Step 8: Exeunt Omnes
By now its all a matter of building up and joining the pieces together and internally reiforcing some areas with tape where neccessary. As the model gets higher you will need to be fixing areas that need fixing and adjusting your supporting structures accordingly.Keep on going. Piece by piece. Edge by edge. Don't worry if you lose track of what youre doing - in the end it will magically fit together. This is where the PDF comes in handy, search for the edge number you require and your PDF reader will show you the page and the position of the edge you need in no time. After loads more cutting, gluing and improvising - all will be done. All thats left is to find a nice place to show off your model. congradulations - You've made it!
Step 9: RESEARCH & DEVELOPMENT AND THE FUTURE
1. In the interests of adding further to the project - painting in facial structures such as the eyes, eyelids,
eyebrows, lipstick and adding some mascara would be a good aesthetic advancement.
2. Adding non visible support structures for making the model stand upright.Looking into the possibility of adding a metal endoskeleton within the model also would be great and would also open up possibilities like having movable joints and being able to change the models pose.
3. Adding things like fibreglass resin, liquid glass or other similar chemical paraphenalia to strengthen the model.
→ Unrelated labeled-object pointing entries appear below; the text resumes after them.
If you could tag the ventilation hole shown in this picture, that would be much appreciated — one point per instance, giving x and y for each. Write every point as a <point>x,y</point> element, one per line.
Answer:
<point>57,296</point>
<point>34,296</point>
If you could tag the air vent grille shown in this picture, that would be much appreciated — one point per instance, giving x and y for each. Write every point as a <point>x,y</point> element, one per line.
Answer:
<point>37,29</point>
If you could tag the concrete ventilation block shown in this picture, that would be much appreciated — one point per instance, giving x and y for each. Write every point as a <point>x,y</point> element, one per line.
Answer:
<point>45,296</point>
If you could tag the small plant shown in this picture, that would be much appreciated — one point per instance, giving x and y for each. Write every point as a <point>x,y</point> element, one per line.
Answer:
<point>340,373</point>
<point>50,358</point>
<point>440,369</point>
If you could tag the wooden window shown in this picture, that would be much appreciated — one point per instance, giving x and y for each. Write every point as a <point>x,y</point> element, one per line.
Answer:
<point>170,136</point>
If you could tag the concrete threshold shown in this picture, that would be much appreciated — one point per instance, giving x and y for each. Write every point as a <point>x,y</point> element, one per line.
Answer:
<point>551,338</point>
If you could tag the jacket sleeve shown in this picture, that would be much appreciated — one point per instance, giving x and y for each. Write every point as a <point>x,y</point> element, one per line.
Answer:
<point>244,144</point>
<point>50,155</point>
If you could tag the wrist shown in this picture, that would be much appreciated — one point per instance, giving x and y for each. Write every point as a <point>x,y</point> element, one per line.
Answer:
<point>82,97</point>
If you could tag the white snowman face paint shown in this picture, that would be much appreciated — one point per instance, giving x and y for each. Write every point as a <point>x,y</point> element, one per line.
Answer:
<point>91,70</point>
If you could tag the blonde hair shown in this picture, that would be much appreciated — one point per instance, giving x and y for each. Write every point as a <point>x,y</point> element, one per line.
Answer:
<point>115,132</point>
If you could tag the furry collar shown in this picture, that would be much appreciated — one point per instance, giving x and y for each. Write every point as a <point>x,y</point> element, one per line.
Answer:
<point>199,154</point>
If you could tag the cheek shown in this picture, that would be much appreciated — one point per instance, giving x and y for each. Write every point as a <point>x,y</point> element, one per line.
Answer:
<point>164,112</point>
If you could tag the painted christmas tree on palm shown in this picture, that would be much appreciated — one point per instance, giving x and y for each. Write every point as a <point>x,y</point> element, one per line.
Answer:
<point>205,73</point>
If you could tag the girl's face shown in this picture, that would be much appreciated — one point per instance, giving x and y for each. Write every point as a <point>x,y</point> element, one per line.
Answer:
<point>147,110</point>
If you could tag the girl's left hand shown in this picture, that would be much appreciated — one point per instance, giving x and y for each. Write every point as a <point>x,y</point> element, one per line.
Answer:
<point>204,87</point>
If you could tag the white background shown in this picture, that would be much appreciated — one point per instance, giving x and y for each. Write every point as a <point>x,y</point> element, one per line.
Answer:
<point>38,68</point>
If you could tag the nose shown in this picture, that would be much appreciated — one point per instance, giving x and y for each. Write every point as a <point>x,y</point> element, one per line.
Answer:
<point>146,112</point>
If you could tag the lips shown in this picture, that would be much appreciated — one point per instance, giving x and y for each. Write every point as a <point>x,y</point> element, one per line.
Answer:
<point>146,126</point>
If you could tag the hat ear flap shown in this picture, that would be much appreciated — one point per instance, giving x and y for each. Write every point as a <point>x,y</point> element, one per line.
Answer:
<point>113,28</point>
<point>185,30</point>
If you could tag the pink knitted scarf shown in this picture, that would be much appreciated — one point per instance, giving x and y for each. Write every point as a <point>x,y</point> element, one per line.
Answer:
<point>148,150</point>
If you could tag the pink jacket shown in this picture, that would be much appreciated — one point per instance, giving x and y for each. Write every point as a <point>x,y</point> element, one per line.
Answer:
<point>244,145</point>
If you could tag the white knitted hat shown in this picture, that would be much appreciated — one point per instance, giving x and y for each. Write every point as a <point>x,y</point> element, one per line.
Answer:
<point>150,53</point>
Adding a spray-on chemical like clear acrylic, laquer or a similar product to produce a glossy, highly polished, lustrous surface without yellowing the paper.
4. Researching on making "Photorealistic Models" or "sculpture-realistic models" rather - with high polygon counts. Whats the highest number of polygons/pieces (e.g. of a human face) that can be manipulated and built by hand using traditional pepakura methods? A hundred thousand? A million?